4-amino-1,2,4-triazole

Description Research Excerpts Clinical Trials Roles Classes Pathways Study Profile Bioassays Related Drugs Related Conditions Protein Interactions Research Growth Market Indicators

Description

4-Amino-1,2,4-triazole (AMT) is a heterocyclic organic compound with the formula C2H4N4. It is a white solid that is soluble in water. AMT is a versatile building block in organic synthesis and has a wide range of applications, including:

- **Synthesis:** AMT can be synthesized from various starting materials, including formamide, hydrazine, and dicyandiamide. The most common synthetic route involves the condensation reaction of formamide and hydrazine.

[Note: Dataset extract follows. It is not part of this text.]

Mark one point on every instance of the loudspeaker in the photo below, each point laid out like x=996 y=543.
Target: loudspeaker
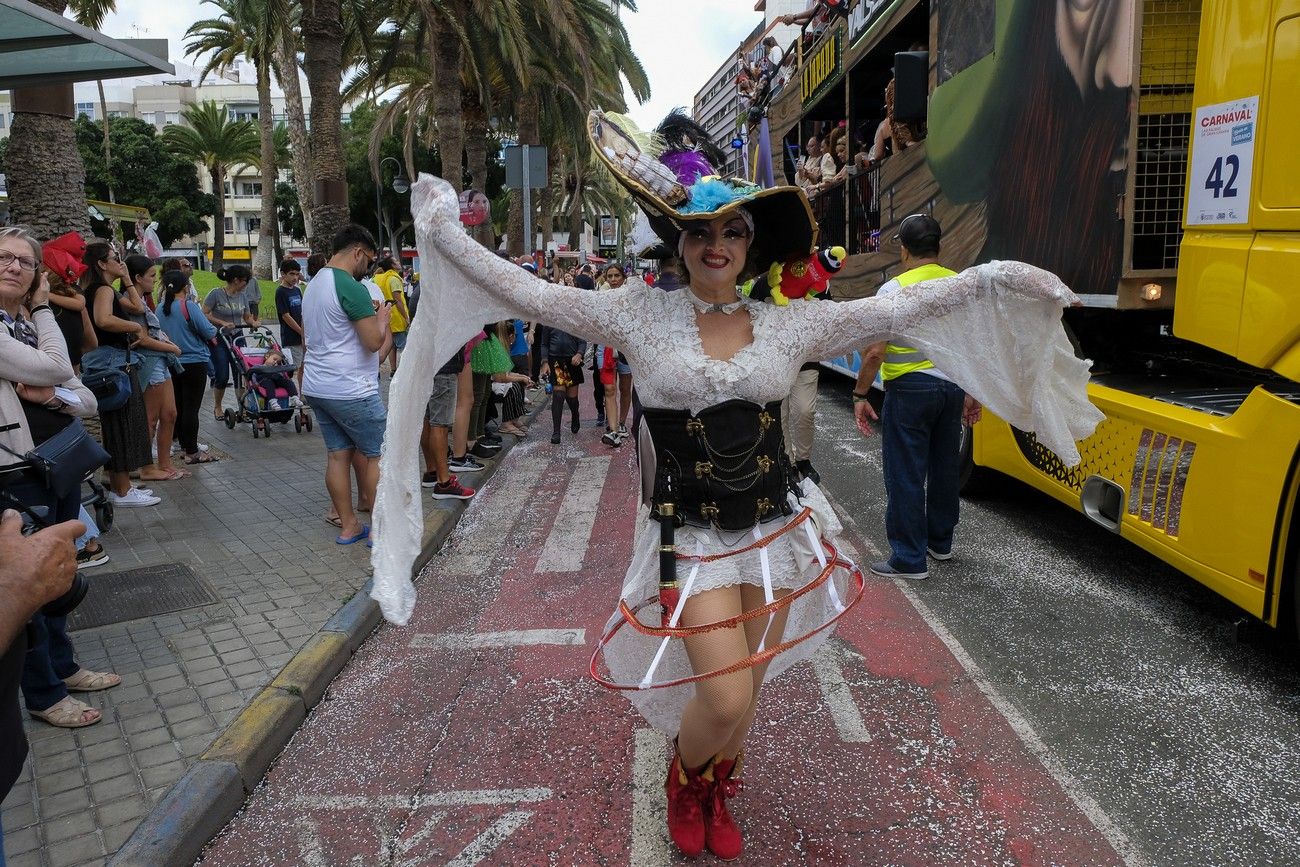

- **Effects:** AMT exhibits diverse biological activities, including antitumor, antimicrobial, and anti-inflammatory properties. It is a potent inhibitor of the enzyme carbonic anhydrase, which plays a role in various physiological processes.

- **Importance:** AMT has found applications in various fields, including:
- **Agriculture:** AMT is used as a herbicide to control broadleaf weeds and grasses.
- **Pharmaceuticals:** AMT derivatives have been investigated as potential anticancer agents and for treating other diseases.
- **Materials Science:** AMT is used as a monomer in the synthesis of polymers and other materials.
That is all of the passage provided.